L’avocat de M. Brazeau étant absent, la preuve accumulée par la police ne lui a pas été remise vendredi, a aussi fait savoir le procureur de la Couronne.

M. Brazeau a gardé le silence en quittant le palais de justice, même s’il était entouré d’une horde de journalistes.

Vendredi, lors d’un point de presse, après que M. Brazeau ait été accusé, M. Harper a décrit la situation comme étant «terrible et épouvantable», et a même ajouté qu’il croit que plusieurs ressentent que le sénateur les a «laissés tomber».

«Mais la plupart des sénateurs font du bon travail», a ajouté M. Harper.

Selon une source conservatrice, M. Harper aurait été «sidéré et attristé» jeudi lorsqu’il avait eu vent des événements.

Depuis deux jours, les partis d’opposition à Ottawa remettent en question le jugement du premier ministre parce que c’est lui qui a donné un siège à Patrick Brazeau à la Chambre haute.

«Quand j’ai nommé M. Brazeau, il était chef national d’une des plus grandes organisations autochtones de notre pays. Évidemment, les événements qui ont causé son expulsion de notre caucus et aussi ces accusations criminelles sont très récentes. Évidemment, quelque chose s’est passé dans une période très récente et nous sommes évidemment bien choqués, bien déçus avec cette situation», a dit le chef des conservateurs.
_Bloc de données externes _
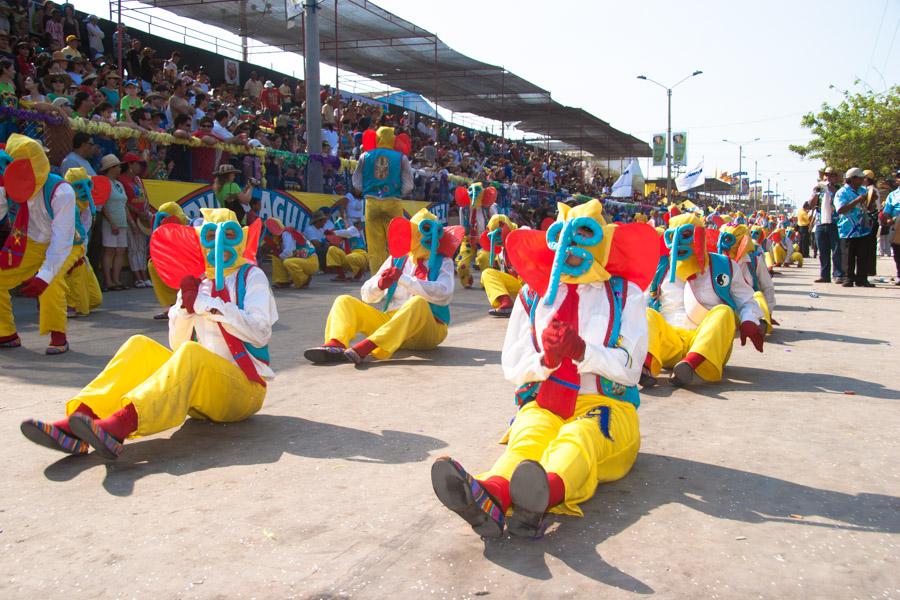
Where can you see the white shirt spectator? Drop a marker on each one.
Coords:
(95, 38)
(332, 138)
Mais le Nouveau Parti démocratique (NPD) maintient que Patrick Brazeau n’aurait jamais dû être nommé au Sénat.

Et il rejette les explications du premier ministre. Selon le député Alexandre Boulerice, certains problèmes étaient connus avant sa nomination.
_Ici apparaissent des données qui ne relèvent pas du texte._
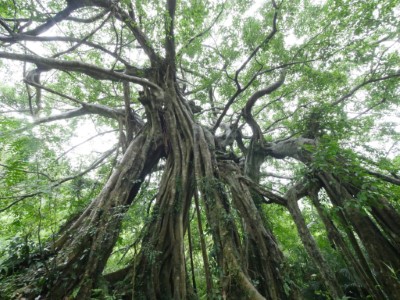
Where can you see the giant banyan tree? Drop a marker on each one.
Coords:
(229, 119)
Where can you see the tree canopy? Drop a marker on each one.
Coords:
(199, 149)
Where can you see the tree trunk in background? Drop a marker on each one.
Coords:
(382, 254)
(311, 247)
(83, 247)
(360, 271)
(265, 258)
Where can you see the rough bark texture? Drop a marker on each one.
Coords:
(81, 251)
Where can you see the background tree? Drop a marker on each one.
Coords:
(225, 125)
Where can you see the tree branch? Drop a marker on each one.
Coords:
(364, 83)
(46, 64)
(93, 166)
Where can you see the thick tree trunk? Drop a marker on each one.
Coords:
(265, 257)
(265, 262)
(311, 246)
(82, 249)
(384, 256)
(361, 271)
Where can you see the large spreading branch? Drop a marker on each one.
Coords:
(57, 183)
(45, 64)
(257, 133)
(362, 84)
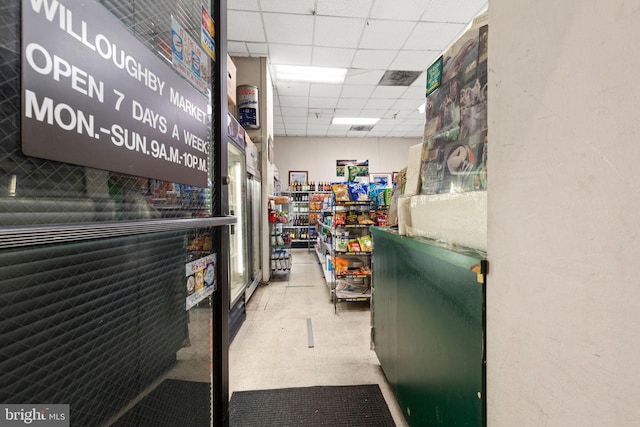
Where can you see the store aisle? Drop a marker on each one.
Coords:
(271, 350)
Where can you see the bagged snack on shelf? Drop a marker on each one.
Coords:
(341, 192)
(359, 191)
(340, 218)
(341, 266)
(376, 192)
(352, 218)
(364, 219)
(342, 244)
(354, 245)
(366, 244)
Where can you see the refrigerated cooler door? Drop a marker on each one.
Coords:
(238, 260)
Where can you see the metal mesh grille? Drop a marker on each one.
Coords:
(95, 323)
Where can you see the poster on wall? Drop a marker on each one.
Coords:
(454, 152)
(188, 58)
(200, 279)
(93, 95)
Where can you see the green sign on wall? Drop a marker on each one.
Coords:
(434, 76)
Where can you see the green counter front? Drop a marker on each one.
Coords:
(428, 316)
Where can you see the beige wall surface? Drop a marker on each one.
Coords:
(563, 317)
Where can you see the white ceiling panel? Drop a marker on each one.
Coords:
(348, 8)
(332, 57)
(325, 90)
(304, 7)
(368, 38)
(373, 59)
(294, 101)
(244, 26)
(389, 92)
(385, 34)
(258, 49)
(405, 10)
(352, 103)
(294, 29)
(293, 112)
(357, 91)
(288, 54)
(317, 102)
(461, 11)
(237, 48)
(243, 5)
(413, 60)
(338, 32)
(433, 36)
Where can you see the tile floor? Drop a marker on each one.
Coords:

«Les plaintes d’harcèlement sexuel c’était avant 2008. Également, les problèmes avec l’organisation pour laquelle il travaillait où il avait déjà dû rembourser 50 000 dollars, qu’il avait dépensés de manière illégitime, alors il y avait déjà des traces dans le dossier», a-t-il fait valoir.
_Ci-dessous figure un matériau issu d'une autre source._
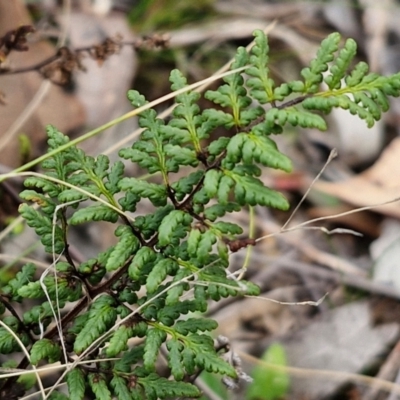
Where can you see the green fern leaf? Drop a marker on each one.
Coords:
(357, 74)
(47, 205)
(173, 227)
(156, 387)
(113, 178)
(228, 228)
(175, 348)
(251, 191)
(159, 272)
(154, 339)
(206, 357)
(52, 189)
(76, 384)
(180, 155)
(45, 349)
(295, 117)
(218, 146)
(262, 86)
(129, 358)
(97, 212)
(173, 294)
(8, 344)
(313, 75)
(120, 388)
(102, 316)
(69, 195)
(126, 246)
(341, 64)
(186, 184)
(55, 395)
(234, 95)
(193, 325)
(119, 340)
(211, 180)
(101, 165)
(170, 313)
(99, 386)
(144, 257)
(157, 194)
(219, 210)
(44, 228)
(22, 278)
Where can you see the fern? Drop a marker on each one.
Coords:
(170, 262)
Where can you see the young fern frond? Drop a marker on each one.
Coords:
(172, 260)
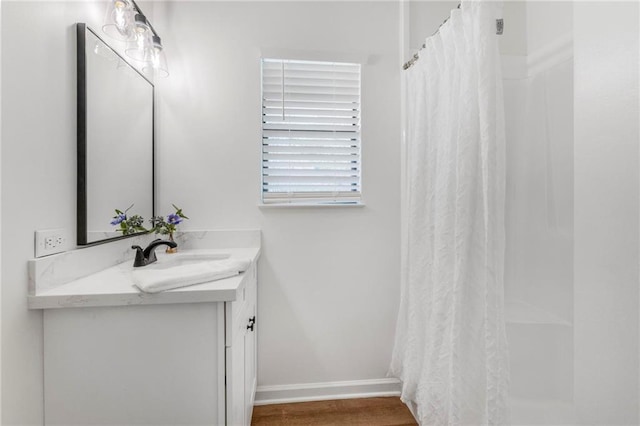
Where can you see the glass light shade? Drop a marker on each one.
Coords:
(156, 60)
(139, 47)
(118, 21)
«Normalement, même si on croit au Sénat, il faudrait que ça soit des gens d’expérience, de qualité, des gens honnêtes, des gens droits. C’était pas le cas de M. Brazeau», a ajouté M. Boulerice.

Vendredi, le Sénat affirmait n’avoir encore pris «aucune mesure officielle» contre le sénateur. Le processus menant à un congé forcé pendant la durée des procédures judiciaires sera toutefois enclenché mardi, le prochain jour où le Sénat va siéger.

Patrick Brazeau pourrait ensuite être expulsé de la Chambre haute, en vertu du code criminel, s’il était trouvé coupable et écopait d’une peine de plus de deux ans de prison. Sinon, le Sénat pourrait néanmoins lui imposer une suspension.

L’accusation d’agression sexuelle peut entraîner une peine maximale de 18 mois de prison, et celle de voie de fait une peine maximale de six mois.

M. Brazeau est le plus jeune des 105 sénateurs siégeant actuellement à la Chambre haute. Depuis sa nomination en 2009, il a fait l’objet de nombreuses controverses sur la colline parlementaire à Ottawa.

La plus récente remonte à mercredi, quand le réseau CTV a révélé que le sénateur aurait déclaré au fisc une fausse adresse entre 2004 et 2008 afin de pouvoir bénéficier de déductions fiscales. Ce même réseau avait également dévoilé que M. Brazeau avait fourni au Sénat l’adresse d’une résidence où il ne vivait visiblement pas afin de toucher une prime de résidence éloignée de plus de 20 000 $.

Le public le connaît toutefois surtout depuis son combat de boxe avec l’actuel candidat au leadership du Parti libéral du Canada, Justin Trudeau. M. Brazeau avait perdu ce combat.